Serving the scholastic field hockey and lacrosse community since 1998

Jan. 23, 2015 — An uncomfortable trend

Yesterday, a friend of mine wrote an on-line essay about a time when she was groped by an older man in a position of trust. The man is alleged to have given my friend compliments, followed by attention, sexual attention, and eventually the procurement of alcohol before trying to force himself on her.

The older man has risen to a position of some power and influence within a worldwide community of enthusiasts of a performance art form. One such enthusiast is my friend, who, like the older person accused of sexual assault, now teaches the art form.

I’ve met the accused on a couple of occasions, and, much like the trial of former U.S. field hockey player Todd Broxmeyer and the current scandal surrounding comedian Bill Cosby, I met the original news with some disbelief.
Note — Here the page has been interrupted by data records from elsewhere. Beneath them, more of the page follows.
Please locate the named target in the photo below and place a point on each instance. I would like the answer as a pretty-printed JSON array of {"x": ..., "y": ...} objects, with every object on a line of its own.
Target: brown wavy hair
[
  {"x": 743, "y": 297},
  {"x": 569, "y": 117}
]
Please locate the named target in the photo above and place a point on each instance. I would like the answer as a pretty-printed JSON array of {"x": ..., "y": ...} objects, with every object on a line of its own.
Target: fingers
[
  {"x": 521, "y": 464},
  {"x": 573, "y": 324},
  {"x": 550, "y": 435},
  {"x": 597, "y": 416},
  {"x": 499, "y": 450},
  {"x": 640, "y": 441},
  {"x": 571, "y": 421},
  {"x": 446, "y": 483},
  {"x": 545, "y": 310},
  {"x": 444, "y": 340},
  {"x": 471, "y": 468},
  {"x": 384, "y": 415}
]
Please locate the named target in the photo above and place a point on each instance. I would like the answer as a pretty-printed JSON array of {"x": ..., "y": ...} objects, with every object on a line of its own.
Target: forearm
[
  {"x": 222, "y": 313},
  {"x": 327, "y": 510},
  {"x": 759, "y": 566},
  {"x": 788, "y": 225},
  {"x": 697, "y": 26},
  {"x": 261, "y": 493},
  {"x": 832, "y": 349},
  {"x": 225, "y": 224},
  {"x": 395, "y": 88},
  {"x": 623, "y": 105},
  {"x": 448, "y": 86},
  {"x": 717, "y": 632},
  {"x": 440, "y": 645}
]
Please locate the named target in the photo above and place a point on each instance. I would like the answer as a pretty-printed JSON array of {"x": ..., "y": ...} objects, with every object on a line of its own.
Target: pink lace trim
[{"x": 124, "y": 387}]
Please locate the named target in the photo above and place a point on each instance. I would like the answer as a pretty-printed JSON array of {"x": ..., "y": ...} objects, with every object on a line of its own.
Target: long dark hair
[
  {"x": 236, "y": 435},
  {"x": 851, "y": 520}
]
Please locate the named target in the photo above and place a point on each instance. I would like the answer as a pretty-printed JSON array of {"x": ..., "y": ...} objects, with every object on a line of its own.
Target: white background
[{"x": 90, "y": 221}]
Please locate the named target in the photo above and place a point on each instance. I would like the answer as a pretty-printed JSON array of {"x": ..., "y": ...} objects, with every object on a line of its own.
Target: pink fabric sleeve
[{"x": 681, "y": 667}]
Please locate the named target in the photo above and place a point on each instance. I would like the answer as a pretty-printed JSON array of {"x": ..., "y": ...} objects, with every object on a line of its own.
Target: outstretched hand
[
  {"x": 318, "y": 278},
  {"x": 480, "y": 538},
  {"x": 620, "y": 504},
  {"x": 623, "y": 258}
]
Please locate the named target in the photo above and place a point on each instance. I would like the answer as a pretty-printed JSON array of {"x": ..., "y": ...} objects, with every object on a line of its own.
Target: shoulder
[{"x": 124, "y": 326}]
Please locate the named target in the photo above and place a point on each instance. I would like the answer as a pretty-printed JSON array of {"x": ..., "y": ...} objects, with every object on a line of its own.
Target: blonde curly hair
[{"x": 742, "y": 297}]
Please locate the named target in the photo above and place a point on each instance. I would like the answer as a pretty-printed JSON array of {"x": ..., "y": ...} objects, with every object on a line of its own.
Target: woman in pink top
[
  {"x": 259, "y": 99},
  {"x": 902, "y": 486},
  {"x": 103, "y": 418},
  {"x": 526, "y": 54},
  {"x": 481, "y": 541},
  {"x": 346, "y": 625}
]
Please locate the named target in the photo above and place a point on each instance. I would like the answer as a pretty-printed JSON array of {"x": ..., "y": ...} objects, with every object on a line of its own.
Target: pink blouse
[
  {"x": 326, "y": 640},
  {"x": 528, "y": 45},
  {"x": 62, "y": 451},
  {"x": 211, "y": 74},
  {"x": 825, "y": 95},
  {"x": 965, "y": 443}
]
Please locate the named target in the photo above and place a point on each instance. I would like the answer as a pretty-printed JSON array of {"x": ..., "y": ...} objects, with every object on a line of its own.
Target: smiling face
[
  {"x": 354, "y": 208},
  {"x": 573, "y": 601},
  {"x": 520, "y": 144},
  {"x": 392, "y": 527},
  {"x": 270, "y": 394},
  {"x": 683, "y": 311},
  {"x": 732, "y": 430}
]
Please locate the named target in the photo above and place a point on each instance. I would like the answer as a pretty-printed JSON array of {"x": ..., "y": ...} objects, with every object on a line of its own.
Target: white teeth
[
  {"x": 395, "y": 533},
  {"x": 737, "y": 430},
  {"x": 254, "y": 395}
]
But within hours of my friend’s post, two other women have come forth with similar stories about the same man. Much like the dozens of women who have come forth in the Cosby case, and the witness list in the Broxmeyer trial, the multiplicity of allegations and their patterns cannot be ignored.

Friends, this is a disturbing trend that has found its way into boardrooms, locker rooms, and even in the church. The uneven power relationships between authority figures and minor children or young adults (especially young women) are too often used for sexual assault, rape, or even worse.

There are certain commonalities amongst the patterns of these predators, and I’ve been studying these for a few years. I’m not a child psychologist, nor a law-enforcement profiler, nor a lawyer. I am, instead, a journalist. I observe and listen and look for commonalities and trends.

As such, I have found a number of trends when it comes to how predators use their personal standing or prestige to try to seduce or “groom” girls and young women for personal gratification. Please take note of the following and do not ignore the warning signs if a person in an authority relationship with a minor or in an uneven power relationship with an adult exhibits any or all of the following behaviors:

  • Excessive or effusive compliments, especially about one’s appearance;
  • Excessive use of phone calls or texts or instant messages, especially at odd hours of the day;
  • Excessive attention over and above others in the same peer group (such as a team or a class section);
  • Requests for overnight trips without parental chaperoning or supervision;
  • Requests to keep details — even benign ones — a secret;
  • The use or abuse of alcohol or other substances.

The U.S. Olympic Committee, after some rather embarrassing episodes in field hockey, swimming, gymnastics, and short-track speed skating, has implemented a “Safe Sport” website to give parents, coaches, administrators, and athletes the tools to educate themselves.

“Safe space” policies have been applied to conventions, churches, and even Google. I especially encourage those of you reading this blog entry to educate yourselves on these policies and how they may be applied to predatory behavior. It may help prevent further assaults.